La Société Française de Médecine prédictive et personnalisée (SFMPP), réunie à Montpellier les 16 et 17 juin dernier, a tenu à laisser une petite place au questionnement éthique lors de son congrès organisé sur le thème du dépistage non invasif de la trisomie 21. Une place toutefois secondaire : Guy Vallancien[1] a expliqué aux participants que « l’éthique n’est que le miroir de l’évolution d’une société, elle vient après, elle n’est pas le fer de lance » car « si on la plaçait avant la science froide et amorale, on stopperait tout ». René Frydman et Pierre Le Coz ont démenti cette « idée d’une éthique qui n’arriverait qu’après », mais le ton était donné. Le communiqué de la SFMPP sera très clair : « Il ne s’agit pas de relancer le débat sur le dépistage de la trisomie 21 ou du diagnostic prénatal ».
Sans mener plus loin la réflexion et après avoir bien spécifié que « la loi française est très stricte » en matière de procréation, René Frydman a négligemment lancé quelques questions: « La PMA est-elle du domaine médicale ? N’apportons nos pas une réponse médicale à une question sociétale ? La connaissance des possibles justifie-t-elle de les réaliser ? N’agissons nous pas au détriment d’une autre personne ? ».
L’évolution de la médecine est placée au cœur des échanges. Pour l’économiste Gregory Katz, « la médecine curative devient une médecine qui éditerait les génomes pour ne plus avoir à soigner et ne plus avoir à payer des traitements dispendieux ». Damien Sanlaville décrit le passage de l’IMG[2], « génétique reproductive d’élimination » au DPN[3], « génétique reproductive de sélection » pour imaginer demain une génétique reproductive du « choix », avant la conception. « Choisir d’avoir un bébé ou choisir le bébé que l’on va avoir ? », interroge Gregory Katz.
Evoquant les possibilités ouvertes avec la technique CRISPR, il se projette dans la « décontamination gamétique », la « dépollution génétique », qui conduit inévitablement à une « eugénisme libéral », « démocratique » car laissé au libre choix des individus. Cet eugénisme libéral, Bernard Baertschi le baptise « autonomie procréative » et le décline sous deux formes : « Eliminer les embryons malades » et « favoriser les embryons sains ». Il l’oppose à l’ «eugénisme classique », qui « limite la procréation des individus dégénérés » et « favorise la procréation des individus supérieurs », en ayant recours au pouvoir de l’état. Mais « trier les géniteurs ou trier les embryons », quelle différence ? Il s’interroge ensuite : « Est-ce moins bien de manipuler le génome de l’enfant plutôt que de manipuler son caractère par l’éducation ? Nous choisissons beaucoup de choses pour nos enfants, pourquoi pas son génome ? »

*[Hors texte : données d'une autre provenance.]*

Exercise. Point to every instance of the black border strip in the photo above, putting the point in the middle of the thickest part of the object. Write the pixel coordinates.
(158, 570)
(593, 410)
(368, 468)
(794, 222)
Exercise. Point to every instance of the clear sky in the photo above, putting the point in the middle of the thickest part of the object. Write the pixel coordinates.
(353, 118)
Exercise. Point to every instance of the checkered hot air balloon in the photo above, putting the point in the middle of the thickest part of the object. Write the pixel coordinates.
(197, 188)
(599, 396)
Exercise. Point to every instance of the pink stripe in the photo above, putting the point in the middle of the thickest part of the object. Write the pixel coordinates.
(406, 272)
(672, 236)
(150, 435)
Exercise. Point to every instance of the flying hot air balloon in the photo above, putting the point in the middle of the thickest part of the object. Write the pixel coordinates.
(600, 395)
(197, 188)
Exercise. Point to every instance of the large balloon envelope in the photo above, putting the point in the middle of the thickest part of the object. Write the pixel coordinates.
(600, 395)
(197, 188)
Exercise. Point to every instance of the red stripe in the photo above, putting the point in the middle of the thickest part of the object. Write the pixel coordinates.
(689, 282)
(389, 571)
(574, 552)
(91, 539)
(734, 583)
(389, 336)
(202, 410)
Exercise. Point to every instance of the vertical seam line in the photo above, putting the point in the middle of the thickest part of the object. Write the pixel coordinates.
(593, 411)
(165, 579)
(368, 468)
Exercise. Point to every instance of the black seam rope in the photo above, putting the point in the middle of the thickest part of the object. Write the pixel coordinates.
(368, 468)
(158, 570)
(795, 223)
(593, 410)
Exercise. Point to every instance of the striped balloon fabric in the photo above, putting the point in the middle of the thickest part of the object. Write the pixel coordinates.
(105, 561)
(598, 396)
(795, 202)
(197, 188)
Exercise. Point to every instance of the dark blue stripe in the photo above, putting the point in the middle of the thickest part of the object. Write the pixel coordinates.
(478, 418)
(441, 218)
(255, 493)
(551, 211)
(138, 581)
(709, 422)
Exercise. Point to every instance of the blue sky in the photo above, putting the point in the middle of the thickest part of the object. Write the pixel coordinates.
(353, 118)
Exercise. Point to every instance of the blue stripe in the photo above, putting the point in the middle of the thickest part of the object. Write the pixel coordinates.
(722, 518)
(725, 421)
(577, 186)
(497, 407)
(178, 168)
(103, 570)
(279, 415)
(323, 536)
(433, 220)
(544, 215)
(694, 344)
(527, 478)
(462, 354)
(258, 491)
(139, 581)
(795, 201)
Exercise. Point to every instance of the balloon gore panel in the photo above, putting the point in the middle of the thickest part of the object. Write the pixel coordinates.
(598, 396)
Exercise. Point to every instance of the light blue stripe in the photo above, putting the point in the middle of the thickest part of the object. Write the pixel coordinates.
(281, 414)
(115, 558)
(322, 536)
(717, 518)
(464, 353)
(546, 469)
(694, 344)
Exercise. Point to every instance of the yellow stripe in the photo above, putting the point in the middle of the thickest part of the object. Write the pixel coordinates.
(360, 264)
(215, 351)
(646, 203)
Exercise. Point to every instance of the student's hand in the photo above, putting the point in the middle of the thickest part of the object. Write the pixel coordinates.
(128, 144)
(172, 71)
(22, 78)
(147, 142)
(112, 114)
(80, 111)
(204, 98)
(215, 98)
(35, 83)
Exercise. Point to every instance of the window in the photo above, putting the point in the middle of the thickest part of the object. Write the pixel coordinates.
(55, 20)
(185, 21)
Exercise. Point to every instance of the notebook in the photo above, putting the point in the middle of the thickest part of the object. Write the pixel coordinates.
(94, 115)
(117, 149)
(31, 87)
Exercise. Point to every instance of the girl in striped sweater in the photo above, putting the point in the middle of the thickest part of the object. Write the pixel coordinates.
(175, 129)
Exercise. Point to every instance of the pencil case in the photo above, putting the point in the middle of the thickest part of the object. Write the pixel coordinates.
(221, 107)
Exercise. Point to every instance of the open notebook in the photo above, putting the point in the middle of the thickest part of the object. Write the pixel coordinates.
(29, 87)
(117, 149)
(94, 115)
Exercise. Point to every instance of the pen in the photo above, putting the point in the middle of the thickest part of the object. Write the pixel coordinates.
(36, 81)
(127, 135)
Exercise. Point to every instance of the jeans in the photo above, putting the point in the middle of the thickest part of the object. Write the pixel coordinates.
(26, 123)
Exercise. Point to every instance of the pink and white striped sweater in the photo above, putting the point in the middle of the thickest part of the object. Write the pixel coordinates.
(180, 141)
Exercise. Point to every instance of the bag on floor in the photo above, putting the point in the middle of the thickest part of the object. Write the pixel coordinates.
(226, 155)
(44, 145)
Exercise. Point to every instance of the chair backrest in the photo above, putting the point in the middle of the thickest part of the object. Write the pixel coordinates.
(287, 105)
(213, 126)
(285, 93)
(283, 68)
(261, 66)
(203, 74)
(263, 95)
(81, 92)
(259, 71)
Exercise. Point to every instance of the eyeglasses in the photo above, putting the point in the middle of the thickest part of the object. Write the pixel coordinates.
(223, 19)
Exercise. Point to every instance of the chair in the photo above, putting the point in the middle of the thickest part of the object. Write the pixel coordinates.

Cet eugénisme libéral est assumé par les autres intervenants : Pierre Le Coz se dit d’ailleurs « optimiste, ce n’est pas demain que l’on obligera une femme à avorter d’un enfant atteint d’une anomalie ». Il s’interroge paradoxalement sur la « vision instrumentale de l’enfant qui aura été calculé, optimisé ». Luc Ferry salue le « formidable progrès » réalisé en matière de DPN. « Evidemment, ne soyons pas hypocrites, c’est de l’eugénisme », déclare-t-il, puisque « 97% des fœtus trisomiques 21 sont avortés ». Il estime que le réflexe français qui relie « eugénisme et nazisme est ‘idiot’». Et rejoignant les propos de Bernard Baertschi, il ajoute : « Nous ne faisons pas de l’eugénisme hitlérien mais de l’eugénisme libéral » assume-t-il, sans permettre de comprendre les contours de ces différences supposées.
Damien Sanlaville relie pour sa part génétique et transhumanisme, inquiet de ce « futur vertigineux », qui nous dirige « vers une génétique méliorative ». De son côté, Guy Vallancien dément les « folies que l’on entend sur la Silicon Valley », avouant tout de même que « ce sont bien les GAFA qui gèrent le monde ».
Enfin Jean de Kervasdoué encourage les participants à « faire savoir ce qu’ils font, pourquoi, comment » : car en matière de communication sur la génétique humaine, et contrairement à la génétique animale, l’émotion est utilisée de façon positive. Il appelle cependant à la prudence : « Il ne faut pas le considérer comme éternel », le grand public pourrait se retourner…
La SFMPP, par ces quelques touches d’ « éthique », travaille son image et se donne bonne conscience. Au nom de l’ « éthique », elle justifie l’eugénisme libéral dont elle est actrice et qu’elle promeut. Elle élimine le pluralisme des personnes et consacre son énergie à organiser cette traque prénatale, plutôt que de travailler à l’élimination de mutations génétiques qui sont devenues insupportables.